The (Much) Longer Version

All of this happens under Bodhi Linux. I tend to use the MATE desktop environment and Tilda terminal emulator, though that's not really relevant. Really, with some minimal modification, this should work on more or less any POSIX operating system.

I save all of my course-related emails, sent and written, for a quarter in a specific folder in Mozilla Thunderbird, my email client. I sorted the folder by sender and exported the 460 messages that I wrote using the ImportExportTools extension for Thunderbird. I saved all of the website documents as plain text with Firefox in the same folder, copied and pasted the Twitter stream into a text file that got saved in folder, and exported the document in which I wrote summary comments as plain text (yes, into the same folder). Then I concatenated all of them using the standard POSIX cat command to produce a the first draft of the textual corpus.

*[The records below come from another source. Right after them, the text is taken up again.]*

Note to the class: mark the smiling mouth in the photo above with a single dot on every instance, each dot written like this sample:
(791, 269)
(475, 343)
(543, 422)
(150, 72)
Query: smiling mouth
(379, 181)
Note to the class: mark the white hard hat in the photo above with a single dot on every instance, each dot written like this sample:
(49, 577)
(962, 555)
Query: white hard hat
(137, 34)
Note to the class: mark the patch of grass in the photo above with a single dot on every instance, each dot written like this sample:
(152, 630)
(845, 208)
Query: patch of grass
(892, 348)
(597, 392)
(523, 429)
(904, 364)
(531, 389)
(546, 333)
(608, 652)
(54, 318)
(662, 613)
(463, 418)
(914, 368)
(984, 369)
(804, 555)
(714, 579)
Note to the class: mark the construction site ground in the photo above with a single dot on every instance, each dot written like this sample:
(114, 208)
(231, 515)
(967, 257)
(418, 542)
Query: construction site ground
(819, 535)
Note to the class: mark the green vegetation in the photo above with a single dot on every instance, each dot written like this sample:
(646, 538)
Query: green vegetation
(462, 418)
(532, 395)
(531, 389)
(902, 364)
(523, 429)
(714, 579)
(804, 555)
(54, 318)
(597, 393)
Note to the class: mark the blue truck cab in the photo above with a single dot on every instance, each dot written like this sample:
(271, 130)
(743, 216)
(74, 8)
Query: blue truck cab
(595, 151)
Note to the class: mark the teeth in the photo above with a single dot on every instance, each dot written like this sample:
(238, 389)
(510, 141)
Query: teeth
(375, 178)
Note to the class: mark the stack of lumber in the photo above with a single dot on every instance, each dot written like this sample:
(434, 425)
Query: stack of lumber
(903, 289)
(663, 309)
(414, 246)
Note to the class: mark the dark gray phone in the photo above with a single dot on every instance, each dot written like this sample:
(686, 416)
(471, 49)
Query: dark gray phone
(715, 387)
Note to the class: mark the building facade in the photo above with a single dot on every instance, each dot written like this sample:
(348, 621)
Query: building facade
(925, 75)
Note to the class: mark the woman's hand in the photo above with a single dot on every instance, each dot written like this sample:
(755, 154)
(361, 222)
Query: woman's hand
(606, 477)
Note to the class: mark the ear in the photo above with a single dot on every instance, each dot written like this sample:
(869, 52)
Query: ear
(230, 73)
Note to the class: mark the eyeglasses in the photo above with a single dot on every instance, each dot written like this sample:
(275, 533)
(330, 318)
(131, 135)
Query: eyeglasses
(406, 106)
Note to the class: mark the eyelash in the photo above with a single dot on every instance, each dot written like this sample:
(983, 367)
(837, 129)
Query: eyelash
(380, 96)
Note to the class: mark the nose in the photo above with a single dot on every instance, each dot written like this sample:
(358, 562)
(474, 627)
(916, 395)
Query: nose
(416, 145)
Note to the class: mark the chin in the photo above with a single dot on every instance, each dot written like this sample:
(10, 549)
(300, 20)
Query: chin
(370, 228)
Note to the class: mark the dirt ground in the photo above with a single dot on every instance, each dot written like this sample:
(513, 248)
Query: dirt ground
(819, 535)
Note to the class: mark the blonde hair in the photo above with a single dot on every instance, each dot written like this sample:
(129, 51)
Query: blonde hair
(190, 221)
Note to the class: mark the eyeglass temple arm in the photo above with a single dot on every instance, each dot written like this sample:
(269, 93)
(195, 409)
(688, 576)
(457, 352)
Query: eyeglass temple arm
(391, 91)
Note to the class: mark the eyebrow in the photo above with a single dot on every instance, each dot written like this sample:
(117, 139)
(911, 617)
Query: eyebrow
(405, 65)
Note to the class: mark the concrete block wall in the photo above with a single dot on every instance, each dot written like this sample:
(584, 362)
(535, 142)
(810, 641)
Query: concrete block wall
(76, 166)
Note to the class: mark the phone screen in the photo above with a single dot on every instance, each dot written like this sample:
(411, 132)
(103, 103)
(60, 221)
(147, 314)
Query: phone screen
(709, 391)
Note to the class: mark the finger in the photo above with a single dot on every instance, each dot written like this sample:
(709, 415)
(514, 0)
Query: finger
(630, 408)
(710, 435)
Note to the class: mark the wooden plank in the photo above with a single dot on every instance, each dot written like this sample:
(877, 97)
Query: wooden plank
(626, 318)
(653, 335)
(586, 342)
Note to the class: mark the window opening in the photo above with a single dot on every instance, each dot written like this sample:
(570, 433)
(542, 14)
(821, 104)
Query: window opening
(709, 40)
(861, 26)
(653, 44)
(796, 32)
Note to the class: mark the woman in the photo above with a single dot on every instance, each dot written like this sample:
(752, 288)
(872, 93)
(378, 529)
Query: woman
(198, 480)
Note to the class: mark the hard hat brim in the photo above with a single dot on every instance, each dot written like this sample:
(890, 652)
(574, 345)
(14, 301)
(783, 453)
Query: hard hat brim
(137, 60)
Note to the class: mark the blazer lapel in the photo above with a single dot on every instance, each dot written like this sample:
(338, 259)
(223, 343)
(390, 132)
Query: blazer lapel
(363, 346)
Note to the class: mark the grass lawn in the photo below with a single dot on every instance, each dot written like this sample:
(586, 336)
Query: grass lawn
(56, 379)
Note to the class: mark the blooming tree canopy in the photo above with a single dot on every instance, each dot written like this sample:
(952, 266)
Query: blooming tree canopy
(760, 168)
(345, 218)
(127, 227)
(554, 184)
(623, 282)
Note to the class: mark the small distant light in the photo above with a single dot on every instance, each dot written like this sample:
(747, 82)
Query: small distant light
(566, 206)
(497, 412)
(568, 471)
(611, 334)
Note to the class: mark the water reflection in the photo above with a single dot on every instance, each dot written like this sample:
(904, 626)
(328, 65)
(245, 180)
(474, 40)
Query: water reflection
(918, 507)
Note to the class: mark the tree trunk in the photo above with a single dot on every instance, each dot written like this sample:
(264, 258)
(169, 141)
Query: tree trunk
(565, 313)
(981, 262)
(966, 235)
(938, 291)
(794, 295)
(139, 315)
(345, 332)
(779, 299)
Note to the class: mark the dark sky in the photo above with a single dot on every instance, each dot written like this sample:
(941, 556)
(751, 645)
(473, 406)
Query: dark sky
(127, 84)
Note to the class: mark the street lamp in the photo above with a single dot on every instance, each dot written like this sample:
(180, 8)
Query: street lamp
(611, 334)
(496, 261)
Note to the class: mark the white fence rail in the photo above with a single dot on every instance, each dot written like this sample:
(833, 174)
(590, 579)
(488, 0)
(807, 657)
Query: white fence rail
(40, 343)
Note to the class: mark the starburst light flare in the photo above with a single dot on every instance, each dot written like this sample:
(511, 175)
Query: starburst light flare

Then there was a long and boring period of searching and replacing to eliminate URLs, student names, smart quotes, carriage returns, double spaces, etc. etc. etc. Really, it's a pretty tedious process. Searching, replacing, and other editing were largely done with Bluefish, which is a pretty good text editor that supports searching for regular expressions and understands POSIX backslash sequences. I installed DadaDodo (sudo apt-get install dadadodo under Bodhi Linux, because it's an Ubuntu derivative).

I moved the corpus (150.txt, because the course for which I did the work was English 150) into a folder, created a symbolic link with a short name (/150) on the root level of my drive to save myself some typing, and moved to /150 in my terminal. Once that was done, I compiled the textual corpus into a useful statistical set with:

dadadodo -w 10000 -o chains.dat -c 1 150.txt

After that, it was a matter of writing and testing a script that generates chunks of text that are within acceptable length parameters and sends them to Twitter. I signed up for a new Twitter account for the purpose and edited the profile to point back here. It used to be easily possible to post to Twitter from a terminal (emulator) using programs like cURL (here's how you used to be able to do it), but Twitter stopped allowing basic authentication and requiring OAuth with API version 1.1, so it's now a pain in the ass to update Twitter from a script necessary to use a more full-featured terminal-based client. Doing a bit of research led me to choose TTYtter, more because of its ease of use than for its amusing name.

This involved saving the TTYtter script to folder that's in my $PATH, then making it executable:

chmod +x ~/.scripts/ttytter

Running TTYtter for the first time causes it to go through its authentication procedure and create a token in my home directory called .ttytterkey. I moved this to /150 and call TTYtter from the script with -keyf=/150/.ttytterkey so that I can also use TTYtter without the -keyf switch to manage my personal Twitter account. (Yes, there are other ways to handle this issue, but this method is quick and it works.)

Once all the pieces were in place, all I needed to do was to put the finishing touches on the script, which is just a quick Bash script that accomplishes a few things:

  1. Calls dadadodo, using sed to strip the leading whitespace that dadadodo tends to put at the beginning of the generated text.
  2. Checks to see if the resulting text is within acceptable length parameters. Of course, Twitter's famous 140-character limit is a hard upper limit that winds up being kind of annoying here, but I also enforce a minimal limit (currently 46 characters) because the very short tweets that DadaDodo generates tend to be rather dull, in my opinion. (Early tests of the script produced the tweet History. about one out of every five times.) If the automatically generated tweet isn't an acceptable length, it just keeps trying until it generates one that is.
  3. Sends the resulting tweet of acceptable length to Twitter using TTYtter.
  4. Outputs the resulting tweet and its length to standard output. I primarily found this helpful while writing the script, but decided to leave it in because I may want to run the script manually from the terminal emulator from time to time.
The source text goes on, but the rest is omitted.